Soit, je peux t'aider. Tu as bien détecté quelques "vérités" sur la personne et le personnage de King Kester. Il aurait fallu évoluer dans ce sens et revenir sur l'art de la vérité. Etc."
(Email du 3 mars).

A quoi je réponds:

Cher ami,

Il y a beaucoup de détails de ma vie que tu connais bien mais que tu ignores volontairement lorsque tu attaques mes écrits. C'est ma vérité, connue de moi seule, pas celle racontée, romancée par des tierces personnes à mon sujet. Ma vérité, comme celle d'Emeneya, n'est connue que de moi-même. Ce qui explique que tu me forges une image que tu as de moi. Je ne cesserai de te répéter que je ne peux prétendre à plus d'intelligence que celle que j'ai, à plus de talents que ceux dont Dieu m'a doté.
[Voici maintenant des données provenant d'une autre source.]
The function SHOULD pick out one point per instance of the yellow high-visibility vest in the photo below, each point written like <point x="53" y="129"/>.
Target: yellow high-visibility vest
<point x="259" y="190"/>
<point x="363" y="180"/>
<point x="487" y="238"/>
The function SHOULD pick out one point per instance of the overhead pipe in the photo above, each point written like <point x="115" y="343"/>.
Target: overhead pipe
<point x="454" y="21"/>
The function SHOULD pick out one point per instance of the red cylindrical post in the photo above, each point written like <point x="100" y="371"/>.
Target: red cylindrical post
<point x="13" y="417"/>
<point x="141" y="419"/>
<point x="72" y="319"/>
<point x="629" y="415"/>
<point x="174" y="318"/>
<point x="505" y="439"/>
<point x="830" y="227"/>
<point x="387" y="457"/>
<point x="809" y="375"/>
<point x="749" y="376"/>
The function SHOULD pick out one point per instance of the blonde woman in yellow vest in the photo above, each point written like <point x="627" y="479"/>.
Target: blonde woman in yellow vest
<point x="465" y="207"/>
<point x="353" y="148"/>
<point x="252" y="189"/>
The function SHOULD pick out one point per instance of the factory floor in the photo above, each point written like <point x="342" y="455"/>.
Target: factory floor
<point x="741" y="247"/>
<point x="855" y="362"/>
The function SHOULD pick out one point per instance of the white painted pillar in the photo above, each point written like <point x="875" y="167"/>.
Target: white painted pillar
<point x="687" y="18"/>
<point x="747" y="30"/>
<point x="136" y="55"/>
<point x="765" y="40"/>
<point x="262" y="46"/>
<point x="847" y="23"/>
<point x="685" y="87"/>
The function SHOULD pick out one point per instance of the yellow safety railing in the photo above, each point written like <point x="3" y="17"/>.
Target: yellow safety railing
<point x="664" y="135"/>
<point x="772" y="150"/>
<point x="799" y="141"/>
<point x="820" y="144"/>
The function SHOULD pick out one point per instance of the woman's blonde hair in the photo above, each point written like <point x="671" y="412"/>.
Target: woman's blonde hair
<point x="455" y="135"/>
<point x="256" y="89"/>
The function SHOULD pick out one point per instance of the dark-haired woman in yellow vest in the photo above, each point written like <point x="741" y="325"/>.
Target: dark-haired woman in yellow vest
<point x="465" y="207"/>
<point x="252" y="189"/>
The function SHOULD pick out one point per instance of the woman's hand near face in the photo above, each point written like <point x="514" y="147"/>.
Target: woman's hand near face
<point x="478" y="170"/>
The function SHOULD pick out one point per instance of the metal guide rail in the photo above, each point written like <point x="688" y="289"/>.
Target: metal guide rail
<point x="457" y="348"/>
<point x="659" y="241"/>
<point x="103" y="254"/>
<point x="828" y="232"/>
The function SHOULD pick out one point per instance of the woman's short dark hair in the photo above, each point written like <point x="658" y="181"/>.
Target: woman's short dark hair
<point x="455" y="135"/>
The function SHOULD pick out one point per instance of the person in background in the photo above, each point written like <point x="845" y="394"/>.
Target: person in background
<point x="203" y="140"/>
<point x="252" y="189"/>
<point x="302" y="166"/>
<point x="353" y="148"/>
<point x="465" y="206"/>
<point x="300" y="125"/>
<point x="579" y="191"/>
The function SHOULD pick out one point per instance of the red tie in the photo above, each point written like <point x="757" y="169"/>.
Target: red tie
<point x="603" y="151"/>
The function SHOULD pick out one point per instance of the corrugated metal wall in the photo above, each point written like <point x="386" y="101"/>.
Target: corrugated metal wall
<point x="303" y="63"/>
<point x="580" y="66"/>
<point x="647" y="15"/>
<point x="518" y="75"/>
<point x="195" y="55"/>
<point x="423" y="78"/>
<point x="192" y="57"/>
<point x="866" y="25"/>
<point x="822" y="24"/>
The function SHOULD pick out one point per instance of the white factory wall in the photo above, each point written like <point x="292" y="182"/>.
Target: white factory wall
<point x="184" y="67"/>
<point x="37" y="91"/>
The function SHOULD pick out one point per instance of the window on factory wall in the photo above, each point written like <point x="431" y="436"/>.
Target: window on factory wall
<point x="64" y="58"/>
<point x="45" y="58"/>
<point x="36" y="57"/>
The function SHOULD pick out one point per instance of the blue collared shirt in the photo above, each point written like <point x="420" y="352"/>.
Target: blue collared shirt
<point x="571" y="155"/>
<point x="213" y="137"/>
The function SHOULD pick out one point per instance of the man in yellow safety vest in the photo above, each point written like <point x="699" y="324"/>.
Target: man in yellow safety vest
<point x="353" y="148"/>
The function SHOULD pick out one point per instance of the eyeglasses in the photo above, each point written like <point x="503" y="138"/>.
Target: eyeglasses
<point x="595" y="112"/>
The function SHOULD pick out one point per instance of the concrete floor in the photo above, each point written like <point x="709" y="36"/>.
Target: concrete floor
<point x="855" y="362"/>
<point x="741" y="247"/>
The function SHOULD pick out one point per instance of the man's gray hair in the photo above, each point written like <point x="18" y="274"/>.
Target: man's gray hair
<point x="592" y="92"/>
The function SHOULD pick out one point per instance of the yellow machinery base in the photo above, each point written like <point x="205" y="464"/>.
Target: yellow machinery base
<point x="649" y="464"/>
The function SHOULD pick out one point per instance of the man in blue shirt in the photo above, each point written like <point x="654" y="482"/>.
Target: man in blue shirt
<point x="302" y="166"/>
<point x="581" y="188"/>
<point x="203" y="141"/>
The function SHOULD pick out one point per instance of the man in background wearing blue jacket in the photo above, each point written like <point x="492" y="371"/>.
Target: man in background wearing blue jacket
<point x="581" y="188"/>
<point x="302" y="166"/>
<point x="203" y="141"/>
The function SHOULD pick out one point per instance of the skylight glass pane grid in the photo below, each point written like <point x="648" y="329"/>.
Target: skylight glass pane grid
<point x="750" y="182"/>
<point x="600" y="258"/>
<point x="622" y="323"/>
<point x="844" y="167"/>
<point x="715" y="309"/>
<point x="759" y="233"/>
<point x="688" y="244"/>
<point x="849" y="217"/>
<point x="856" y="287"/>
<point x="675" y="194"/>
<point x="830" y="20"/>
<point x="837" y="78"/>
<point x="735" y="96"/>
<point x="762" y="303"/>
Une chose est sûre: tu ne me crééras jamais à ton image. I am what I am.
J'ai chanté déjà très jeune dans les PDCK à Kenge. J'étais bon en musique à Kalonda et ai fait partie de la chorale du Père Masisi, des flutistes et de l'équipe qui entonnait les chants à la chapelle. A Mayidi, tu m'as vu gratter la guitare; et depuis, je possède toujours une guitare. Je ne suis pas un bon guitariste, mais les mélodies que je crée m'élèvent du monde terrestre vers des horizons plus éthérés. Pour passer mes temps libres, j'écrivais jadis de la poésie, jouais de la guitare, composais des chansons pour consommation personnelle car je suis timide, à défaut de me déambuler dans la forêt. Oui la forêt, ma muse éternelle. Et tu sais aussi combien j'étais piètre en esthétique quoique la vie professionnelle m'ait destiné à décrire le beau. Petit fils du Vieux percutionniste Kahiudi, je peux battre du tambour et accompagner des chansons et des danses. Quoique le grotesque m'intéresse aussi, je demeure sensible à la beauté des oeuvres musicales. Je respecte la bonne musique, quelle que soit son origine, quelle que soit la couleur de son auteur. Aujourd'hui, Madeleine-Chrystelle et Claver Junior forment la meilleure symphonie que ni Bach ni Beethoven n'ont réussie à mes yeux. Tout cela, c'est ma vérité; tu la connais même mieux que quiconque. Mais ma vérité, ma vraie vérité, demeure hermétique, inaliénable.
Créer la vérité, c'est un art. Même le mensonge constitue la vérité du menteur. De ce point de vue, il n'y a plus grand menteur que le romancier, plus menteur attitré par excellence que le créateur de la fiction, ainsi que l'a constaté René Girard dans Mensonge romantique et vérité romanesque.